Festival de Cannes is holding steadfast amidst the global pandemic that is the COVID-19 Coronavirus.
Even with the thousands of cases of COVID-19 positive patients in France and the seemingly (and constantly) continuation of the cancellation of entertainment events across the globe, one of the world’s big three film festivals (the other two being the Berlin and Venice Film Festivals) is at least at the moment, standing strong.
The Cannes Film Festival is still moving on with its set schedule to stage the event this coming May, which is actually clever, given that it’s a couple of months away and it is still uncertain whether the global pandemic has died down or not is yet to be seen.
Festival organizers talked to Deadline, stating that the festival staff are working hard to prepare the event as scheduled, which is usually in the second week of May. Cannes organizers said that they don’t have a set schedule date for The Cannes Lions International Festival of Creativity which takes place a month after the main film festival.

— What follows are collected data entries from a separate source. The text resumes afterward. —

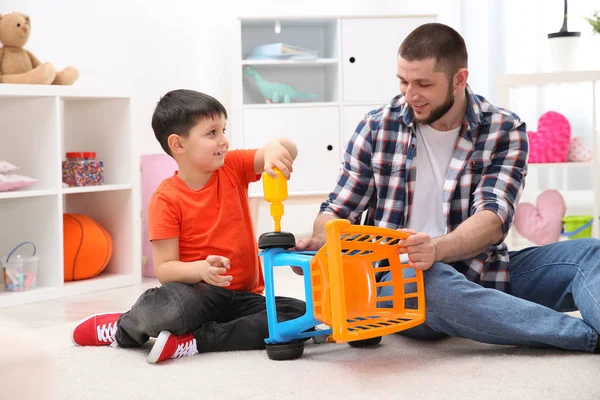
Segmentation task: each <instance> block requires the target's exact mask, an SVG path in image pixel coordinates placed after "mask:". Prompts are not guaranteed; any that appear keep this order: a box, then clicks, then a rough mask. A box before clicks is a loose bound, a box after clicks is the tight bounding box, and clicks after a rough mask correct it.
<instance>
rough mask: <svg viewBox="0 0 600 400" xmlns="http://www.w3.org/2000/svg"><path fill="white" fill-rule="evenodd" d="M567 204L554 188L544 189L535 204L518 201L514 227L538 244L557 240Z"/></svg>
mask: <svg viewBox="0 0 600 400" xmlns="http://www.w3.org/2000/svg"><path fill="white" fill-rule="evenodd" d="M566 212H567V206H566V204H565V201H564V199H563V197H562V195H561V194H560V193H559V192H558V191H556V190H544V191H543V192H542V193H541V194H540V195H539V196H538V198H537V201H536V204H535V206H534V205H533V204H531V203H520V204H519V205H517V210H516V212H515V220H514V223H515V228H516V229H517V231H519V233H520V234H521V235H522V236H523V237H524V238H526V239H528V240H530V241H532V242H533V243H535V244H538V245H544V244H549V243H554V242H557V241H558V239H560V233H561V232H562V217H564V216H565V213H566Z"/></svg>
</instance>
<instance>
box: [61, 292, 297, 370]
mask: <svg viewBox="0 0 600 400" xmlns="http://www.w3.org/2000/svg"><path fill="white" fill-rule="evenodd" d="M276 304H277V311H278V319H279V320H281V321H284V320H289V319H294V318H297V317H299V316H302V315H304V313H305V310H306V306H305V303H304V302H303V301H301V300H297V299H290V298H283V297H278V298H276ZM191 332H193V334H191ZM72 337H73V342H74V343H75V344H77V345H80V346H101V345H111V344H112V345H113V346H115V345H118V346H120V347H139V346H141V345H143V344H144V343H146V342H147V341H148V339H149V338H150V337H157V340H156V342H155V344H154V347H153V348H152V351H151V353H150V355H149V357H148V361H149V362H151V363H156V362H160V361H164V360H167V359H169V358H177V357H182V356H188V355H194V354H196V353H198V351H200V352H207V351H228V350H252V349H261V348H264V347H265V343H264V339H265V338H266V337H268V322H267V317H266V305H265V299H264V297H263V296H261V295H259V294H255V293H245V292H235V291H231V290H229V289H224V288H220V287H217V286H213V285H209V284H206V283H204V282H201V283H198V284H196V285H187V284H182V283H168V284H165V285H163V286H161V287H158V288H154V289H149V290H147V291H146V292H145V293H144V294H142V295H141V296H140V298H139V299H138V301H137V302H136V303H135V304H134V306H133V307H132V308H131V310H130V311H128V312H126V313H124V314H118V313H113V314H97V315H93V316H91V317H88V318H87V319H86V320H84V321H83V322H81V323H80V324H79V325H78V326H77V327H76V328H75V330H74V331H73V336H72ZM113 343H114V344H113Z"/></svg>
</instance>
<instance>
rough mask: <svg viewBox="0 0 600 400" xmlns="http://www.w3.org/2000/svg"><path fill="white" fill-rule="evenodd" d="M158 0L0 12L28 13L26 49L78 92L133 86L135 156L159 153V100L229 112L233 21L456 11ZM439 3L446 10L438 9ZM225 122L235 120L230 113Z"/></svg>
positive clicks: (35, 7) (326, 4) (16, 7)
mask: <svg viewBox="0 0 600 400" xmlns="http://www.w3.org/2000/svg"><path fill="white" fill-rule="evenodd" d="M422 3H425V4H413V2H400V1H393V0H389V1H386V0H360V1H359V0H335V1H322V0H306V1H302V2H292V1H267V0H255V1H243V0H236V1H183V0H171V1H159V0H149V1H141V0H119V1H117V0H105V1H94V2H92V1H89V2H88V1H81V0H57V1H45V0H3V1H2V2H1V3H0V13H9V12H12V11H21V12H25V13H28V14H29V15H30V17H31V22H32V33H31V38H30V40H29V43H28V44H27V46H26V48H27V49H29V50H30V51H32V52H33V53H34V54H35V55H36V56H37V57H38V58H39V59H40V60H42V61H51V62H53V63H55V65H56V67H57V68H62V67H64V66H67V65H74V66H76V67H77V68H79V70H80V71H81V77H80V79H79V81H78V82H77V83H76V84H77V85H80V86H134V87H135V88H136V89H137V90H138V92H139V94H140V97H139V104H137V106H136V111H137V115H136V116H137V121H136V127H137V129H138V130H139V133H140V136H141V137H142V140H141V143H140V147H141V152H142V154H151V153H160V152H162V150H161V149H160V146H159V145H158V143H157V142H156V140H155V139H154V136H153V134H152V130H151V127H150V118H151V115H152V111H153V108H154V106H155V104H156V102H157V101H158V99H159V97H160V96H161V95H162V94H164V93H165V92H167V91H169V90H171V89H176V88H183V87H185V88H190V89H195V90H200V91H203V92H206V93H209V94H211V95H213V96H215V97H216V98H217V99H219V100H220V101H222V102H223V103H224V105H225V106H226V107H228V108H229V105H230V101H231V100H230V99H231V90H232V89H231V85H230V79H229V77H230V76H231V74H232V70H231V59H232V57H233V55H232V54H231V47H232V43H233V41H234V40H235V38H234V21H235V19H236V18H237V17H238V16H256V15H266V16H269V15H279V16H294V15H307V16H310V15H326V16H334V15H360V14H391V13H425V12H429V13H430V12H438V11H440V12H441V14H442V18H444V20H445V21H446V22H447V23H449V24H456V23H457V21H458V19H457V18H458V10H457V9H456V8H454V7H452V5H451V4H447V3H446V2H444V1H442V0H439V1H438V0H436V1H429V2H422ZM445 3H446V4H445ZM230 118H235V116H234V115H232V116H231V117H230Z"/></svg>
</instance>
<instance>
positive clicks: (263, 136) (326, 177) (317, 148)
mask: <svg viewBox="0 0 600 400" xmlns="http://www.w3.org/2000/svg"><path fill="white" fill-rule="evenodd" d="M339 119H340V110H339V106H328V107H300V108H291V107H289V108H281V109H277V110H265V109H250V110H244V121H245V122H244V126H245V133H246V138H247V141H246V145H247V146H248V147H260V146H262V145H263V144H264V143H265V142H266V141H267V140H269V139H272V138H275V137H280V136H285V137H287V138H289V139H291V140H293V141H294V142H295V143H296V145H297V146H298V158H297V159H296V162H295V164H294V174H293V179H291V180H290V182H289V185H288V192H289V193H292V194H294V193H302V192H327V191H330V190H332V189H333V185H334V183H335V178H336V176H337V171H338V170H339V165H340V155H341V153H340V144H339V133H338V132H339ZM251 191H252V193H259V194H260V193H262V182H258V183H255V184H253V185H252V188H251Z"/></svg>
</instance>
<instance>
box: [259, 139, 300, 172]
mask: <svg viewBox="0 0 600 400" xmlns="http://www.w3.org/2000/svg"><path fill="white" fill-rule="evenodd" d="M293 162H294V159H293V158H292V155H291V154H290V152H289V151H288V150H287V149H286V148H285V147H284V146H283V145H282V144H281V142H279V141H277V140H273V141H270V142H269V143H267V144H266V146H265V172H266V173H267V174H269V175H270V176H272V177H273V178H277V174H276V173H275V168H276V169H278V170H279V171H281V173H282V174H283V176H285V178H286V179H290V174H291V173H292V170H293V169H292V163H293Z"/></svg>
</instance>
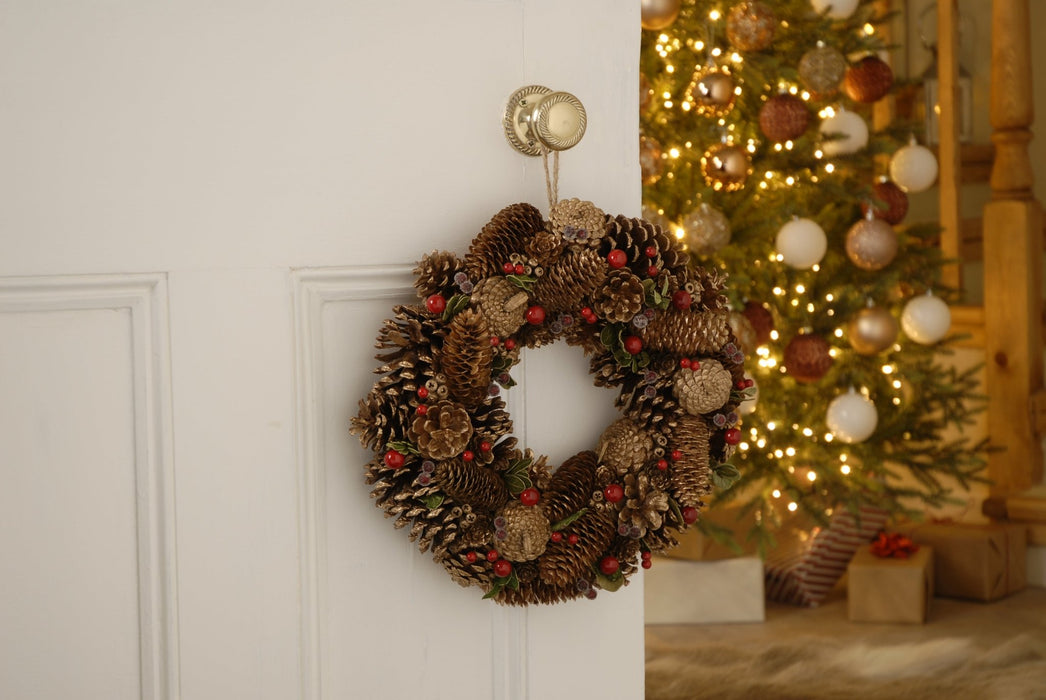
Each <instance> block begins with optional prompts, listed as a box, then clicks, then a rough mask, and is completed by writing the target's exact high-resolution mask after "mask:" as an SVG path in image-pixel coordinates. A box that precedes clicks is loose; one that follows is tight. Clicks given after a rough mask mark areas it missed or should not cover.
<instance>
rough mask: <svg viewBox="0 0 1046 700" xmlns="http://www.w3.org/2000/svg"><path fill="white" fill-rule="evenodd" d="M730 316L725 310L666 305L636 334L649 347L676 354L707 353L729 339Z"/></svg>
mask: <svg viewBox="0 0 1046 700" xmlns="http://www.w3.org/2000/svg"><path fill="white" fill-rule="evenodd" d="M729 318H730V317H729V314H728V313H727V312H726V311H704V312H701V311H679V310H677V309H675V308H674V307H668V309H666V310H664V311H662V312H660V313H659V314H658V315H657V316H655V317H654V318H653V319H651V321H650V323H647V324H646V328H644V329H641V330H640V331H639V337H640V339H642V341H643V346H644V347H646V348H649V349H653V351H660V352H665V353H672V354H674V355H676V356H678V357H686V356H692V355H709V354H711V353H714V352H715V351H717V349H719V348H720V347H721V346H722V345H723V344H725V343H726V342H727V341H729V339H730V322H729Z"/></svg>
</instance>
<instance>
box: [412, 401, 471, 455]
mask: <svg viewBox="0 0 1046 700" xmlns="http://www.w3.org/2000/svg"><path fill="white" fill-rule="evenodd" d="M410 433H411V436H412V437H413V438H414V444H415V445H416V446H417V450H418V451H419V452H420V453H422V454H423V455H425V456H426V457H429V458H430V459H437V460H438V459H450V458H451V457H453V456H455V455H458V454H461V452H462V451H463V450H464V448H465V447H467V446H468V445H469V439H470V438H471V437H472V422H471V421H470V420H469V411H467V410H465V409H464V407H463V406H461V405H459V404H456V403H454V402H452V401H439V402H436V403H435V404H431V405H430V406H429V409H428V412H426V413H425V415H418V416H417V417H415V419H414V422H413V423H412V424H411V427H410Z"/></svg>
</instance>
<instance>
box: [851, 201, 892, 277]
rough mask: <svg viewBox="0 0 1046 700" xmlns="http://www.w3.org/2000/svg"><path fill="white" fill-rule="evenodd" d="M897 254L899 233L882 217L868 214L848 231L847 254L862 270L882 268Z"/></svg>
mask: <svg viewBox="0 0 1046 700" xmlns="http://www.w3.org/2000/svg"><path fill="white" fill-rule="evenodd" d="M896 254H897V234H896V232H895V231H894V230H893V227H892V226H890V225H889V224H887V223H886V222H885V221H883V220H882V219H876V218H874V217H873V216H871V214H868V218H867V219H864V220H862V221H859V222H857V223H856V224H854V225H852V226H850V229H849V230H848V231H847V232H846V256H847V257H849V258H850V262H851V263H854V265H856V266H858V267H859V268H861V269H862V270H882V269H883V268H885V267H886V266H887V265H889V264H890V263H892V262H893V258H894V257H896Z"/></svg>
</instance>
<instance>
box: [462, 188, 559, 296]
mask: <svg viewBox="0 0 1046 700" xmlns="http://www.w3.org/2000/svg"><path fill="white" fill-rule="evenodd" d="M544 228H545V221H544V219H542V217H541V211H539V210H538V209H537V208H536V207H535V206H533V205H531V204H525V203H521V204H513V205H509V206H506V207H505V208H504V209H502V210H501V211H499V212H498V213H496V214H494V218H493V219H491V221H490V222H488V223H487V224H486V225H485V226H483V229H482V230H481V231H480V232H479V234H478V235H477V236H476V238H475V239H474V240H473V242H472V245H471V246H469V253H468V254H467V255H465V256H464V269H465V272H468V273H469V277H470V279H472V281H473V284H475V283H476V281H478V280H480V279H483V278H484V277H491V276H494V275H497V274H501V267H502V266H503V265H504V264H505V263H507V262H508V258H509V257H511V255H513V253H521V252H523V248H524V245H525V242H526V240H527V239H528V238H530V236H531V235H533V233H535V232H537V231H541V230H544Z"/></svg>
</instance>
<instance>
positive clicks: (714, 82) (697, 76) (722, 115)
mask: <svg viewBox="0 0 1046 700" xmlns="http://www.w3.org/2000/svg"><path fill="white" fill-rule="evenodd" d="M735 89H736V84H735V83H734V81H733V76H731V75H730V73H729V72H728V71H727V70H725V69H723V68H718V67H715V66H705V67H699V68H698V69H697V70H695V71H693V77H692V78H691V80H690V84H689V85H688V86H687V87H686V92H685V93H684V94H683V98H684V99H685V100H686V101H688V103H690V104H691V105H692V106H693V111H695V112H697V113H698V114H700V115H702V116H706V117H712V118H719V117H722V116H726V115H727V114H728V113H729V112H730V110H731V109H733V103H734V98H735V97H736V96H737V95H736V92H735Z"/></svg>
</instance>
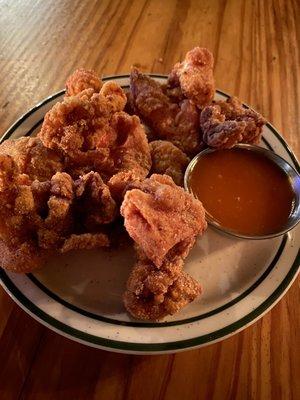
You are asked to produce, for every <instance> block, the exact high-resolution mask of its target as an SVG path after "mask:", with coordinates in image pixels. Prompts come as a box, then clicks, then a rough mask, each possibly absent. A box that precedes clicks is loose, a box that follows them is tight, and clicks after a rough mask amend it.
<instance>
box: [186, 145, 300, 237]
mask: <svg viewBox="0 0 300 400" xmlns="http://www.w3.org/2000/svg"><path fill="white" fill-rule="evenodd" d="M235 148H241V149H246V150H248V151H253V152H256V153H260V154H262V155H264V156H266V157H267V158H268V159H269V160H271V161H272V162H273V163H274V164H276V165H277V166H278V167H279V168H280V169H281V170H282V171H283V172H284V173H285V174H286V175H287V177H288V179H289V181H290V184H291V187H292V189H293V192H294V194H295V200H294V204H293V209H292V211H291V213H290V215H289V217H288V219H287V221H286V224H285V225H284V226H283V227H282V229H280V230H279V231H276V232H273V233H269V234H266V235H247V234H243V233H239V232H238V231H235V230H233V229H229V228H226V227H224V226H222V225H221V224H220V223H219V222H218V221H217V220H215V219H214V217H213V216H212V215H211V214H209V213H208V212H207V211H206V210H205V218H206V220H207V222H208V224H209V225H210V226H212V227H213V228H215V229H217V230H218V231H220V232H222V233H224V234H226V235H229V236H234V237H238V238H241V239H251V240H261V239H270V238H274V237H278V236H282V235H284V234H285V233H287V232H289V231H290V230H291V229H293V228H294V227H295V226H296V225H297V224H298V223H299V221H300V175H299V173H298V172H297V171H296V170H295V168H294V167H292V166H291V164H290V163H289V162H287V161H286V160H285V159H284V158H282V157H281V156H279V155H278V154H276V153H275V152H274V151H272V150H269V149H265V148H263V147H260V146H258V145H254V144H248V143H239V144H236V145H235V146H233V147H232V148H231V149H226V150H229V151H230V150H232V149H235ZM219 150H224V149H215V148H211V147H208V148H206V149H204V150H202V151H200V152H199V153H198V154H196V155H195V157H193V158H192V160H191V161H190V162H189V164H188V166H187V168H186V170H185V174H184V189H185V190H186V191H187V192H189V193H191V194H193V193H192V190H190V188H189V185H188V178H189V175H190V173H191V171H192V169H193V167H194V166H195V164H196V163H197V162H198V160H199V159H200V158H202V157H203V156H204V155H205V154H208V153H213V152H215V151H219ZM297 183H298V184H297ZM198 200H200V199H198ZM200 201H201V200H200ZM204 209H205V208H204Z"/></svg>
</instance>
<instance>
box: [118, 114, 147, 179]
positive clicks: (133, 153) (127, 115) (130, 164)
mask: <svg viewBox="0 0 300 400" xmlns="http://www.w3.org/2000/svg"><path fill="white" fill-rule="evenodd" d="M111 127H112V129H113V130H114V131H115V132H116V142H115V145H114V146H113V147H112V148H111V151H110V158H111V159H112V160H113V161H114V170H113V172H114V173H118V172H123V171H125V172H127V171H128V172H129V171H133V172H134V173H135V174H136V175H138V176H140V177H142V178H145V177H146V176H147V175H148V173H149V170H150V167H151V155H150V148H149V144H148V140H147V137H146V133H145V130H144V127H143V126H142V124H141V123H140V120H139V118H138V117H137V116H135V115H134V116H130V115H128V114H126V113H125V112H119V113H116V114H114V116H113V117H112V120H111Z"/></svg>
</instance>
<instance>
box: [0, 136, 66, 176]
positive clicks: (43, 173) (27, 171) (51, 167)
mask: <svg viewBox="0 0 300 400" xmlns="http://www.w3.org/2000/svg"><path fill="white" fill-rule="evenodd" d="M0 154H7V155H9V156H11V157H12V158H13V160H14V161H15V163H16V164H17V166H18V168H19V171H20V173H22V174H27V175H28V176H29V177H30V178H31V179H32V180H34V179H38V180H39V181H46V180H48V179H50V178H51V176H52V175H54V174H55V173H56V172H60V171H62V170H63V158H62V156H61V155H60V154H59V153H57V152H55V151H54V150H51V149H48V148H47V147H45V146H43V144H42V142H41V140H40V139H38V138H31V137H22V138H20V139H8V140H5V141H4V142H3V143H2V144H1V145H0Z"/></svg>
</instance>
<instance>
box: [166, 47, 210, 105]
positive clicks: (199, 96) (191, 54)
mask: <svg viewBox="0 0 300 400" xmlns="http://www.w3.org/2000/svg"><path fill="white" fill-rule="evenodd" d="M213 65H214V59H213V55H212V54H211V52H210V51H208V50H207V49H205V48H201V47H195V48H194V49H192V50H190V51H189V52H188V53H187V54H186V56H185V60H184V61H183V62H182V63H177V64H175V65H174V67H173V70H172V71H171V73H170V75H169V78H168V86H169V87H170V89H172V88H173V89H175V88H177V87H178V86H179V87H180V88H181V91H182V93H183V94H184V95H185V96H186V97H187V98H188V99H190V100H191V101H192V102H193V103H194V104H196V106H197V107H199V108H200V109H202V108H203V107H205V106H207V105H208V104H210V103H211V102H212V100H213V98H214V94H215V81H214V77H213ZM177 96H178V94H177Z"/></svg>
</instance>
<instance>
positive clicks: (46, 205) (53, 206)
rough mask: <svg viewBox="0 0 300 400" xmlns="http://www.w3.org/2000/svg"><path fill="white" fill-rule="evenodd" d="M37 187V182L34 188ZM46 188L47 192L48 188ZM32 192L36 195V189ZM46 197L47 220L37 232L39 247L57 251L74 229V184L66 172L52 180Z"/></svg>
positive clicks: (45, 216)
mask: <svg viewBox="0 0 300 400" xmlns="http://www.w3.org/2000/svg"><path fill="white" fill-rule="evenodd" d="M37 186H38V184H37V182H36V183H35V185H34V188H37ZM44 188H45V190H47V187H46V186H44ZM31 190H32V192H33V193H34V190H36V189H33V187H31ZM40 190H41V187H40ZM46 197H48V200H47V203H46V204H44V208H45V218H43V219H42V221H41V223H40V226H39V228H38V230H37V235H38V245H39V247H41V248H43V249H56V248H59V247H60V246H61V245H62V243H63V242H64V239H65V237H66V236H68V235H69V234H70V233H71V232H72V230H73V227H74V219H73V210H72V205H73V199H74V183H73V180H72V178H71V177H70V175H68V174H66V173H64V172H63V173H61V172H58V173H56V174H55V175H54V176H53V177H52V178H51V180H50V186H49V190H48V191H47V194H46Z"/></svg>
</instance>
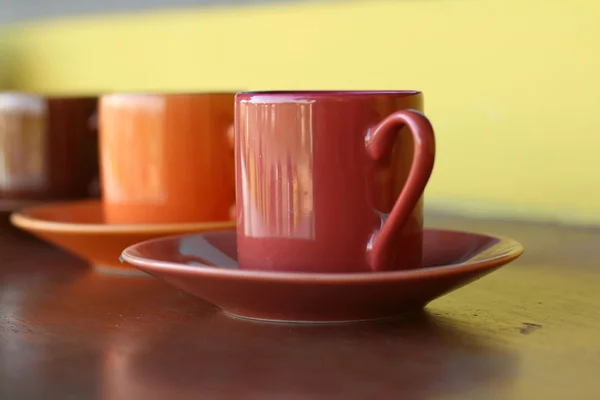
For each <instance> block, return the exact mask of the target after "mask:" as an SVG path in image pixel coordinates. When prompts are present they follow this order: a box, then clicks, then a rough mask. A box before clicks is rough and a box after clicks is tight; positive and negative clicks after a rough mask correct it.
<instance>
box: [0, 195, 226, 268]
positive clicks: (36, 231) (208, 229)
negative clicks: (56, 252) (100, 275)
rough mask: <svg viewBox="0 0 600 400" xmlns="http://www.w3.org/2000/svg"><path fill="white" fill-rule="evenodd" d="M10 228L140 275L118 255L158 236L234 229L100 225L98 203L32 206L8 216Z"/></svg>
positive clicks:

— Festival de Cannes (@Festival_Cannes) March 12, 2020
At the moment there has yet to be a decision whether or not the festival will be postponed, but Cannes will announce its selection 16th of April and will determine in what configuration the festival will be in.
Pierre Lescure, Cannes Film President mentioned earlier this week that he was optimistic that the festival will go on ahead as planned, and that the organizers weren’t oblivious and if the global situation, let alone, France’s doesn’t improve, the festival will, in fact, be canceled.
Potential Cannes picks this year might include Nanni Moretti’s Tre Piani, Leos Carax’s Annette, and Wes Anderson’s French Dispatch among other outstanding films. Deadline has also spoken to film studios regarding the film festival and they have voiced out their skepticism about the festival for this year due to the global pandemic.
European cinema has been struggling with prominent events being canceled due to them being a hotbed for mass gatherings, and at this point, people are starting to question whether this level of optimism amidst the situation has some merit to it or is borderline reckless and irresponsible.
Two days ago, French President Emmanuel Macron announced that the COVID-19 pandemic has become France’s worst health crisis in a century and that all schools across the country will shut down starting next Monday. France has also banned gatherings of more than a hundred people yesterday, but local elections will continue as scheduled.